| Change Log | Release 2025.1.1 - GT-Analytics/fuam-basic GitHub Wiki

The following changes have been done in version 2025.1.1:

Service Principal Usage for Inventory data

Since the extraction of the inventory data through the Scanner API is done in a notebook in order to enable a parallelisation of the extraction, in the last version the users identity was used in the Sempy Libary to extract the data. This lead to errors for users, who don't have Fabric admin permission. In order to enable an extraction via Service Principal, the possibility has been added to use a key vault to store the service principal authorization credentials. For this the user needs to create a key vault with the following secrets:

fuam-sp-tenant
fuam-sp-client
fuam-sp-secret

The name of the key vault can be configured in the main pipeline. The executing user (the user who owns the pipeline) must have access to the secrets in the key vault.
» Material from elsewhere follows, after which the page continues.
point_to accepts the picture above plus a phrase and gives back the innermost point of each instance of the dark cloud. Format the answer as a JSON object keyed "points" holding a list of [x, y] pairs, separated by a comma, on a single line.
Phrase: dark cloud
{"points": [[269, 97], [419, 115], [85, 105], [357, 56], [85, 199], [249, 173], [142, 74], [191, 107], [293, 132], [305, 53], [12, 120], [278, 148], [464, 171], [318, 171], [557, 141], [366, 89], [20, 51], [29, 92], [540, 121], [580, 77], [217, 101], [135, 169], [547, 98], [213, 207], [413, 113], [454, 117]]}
If no key vault is configured or one of the secrets is not found, still the executing users identity will be used for extraction.

Active Items Throtteling

There has been an error in the active items pipeline for bigger tenants. This was caused by a high frequency of requests caused by the pagination. In order to resolve this, the Request intervall (ms) has been increased to 10.000

Handling of extraction of more than 50.000 workspaces

Because the scanner API has a limit of 500 requests a 100 workspaces an hour, in case of the extraction of more than 50.000 workspaces the API could run into error 429. This error is handled now, so the script autmatically waits till the next request can be executed. The mechanism has been adapted from a script by klinejordan (Thanks to Frank Preusker for hinting at this solution)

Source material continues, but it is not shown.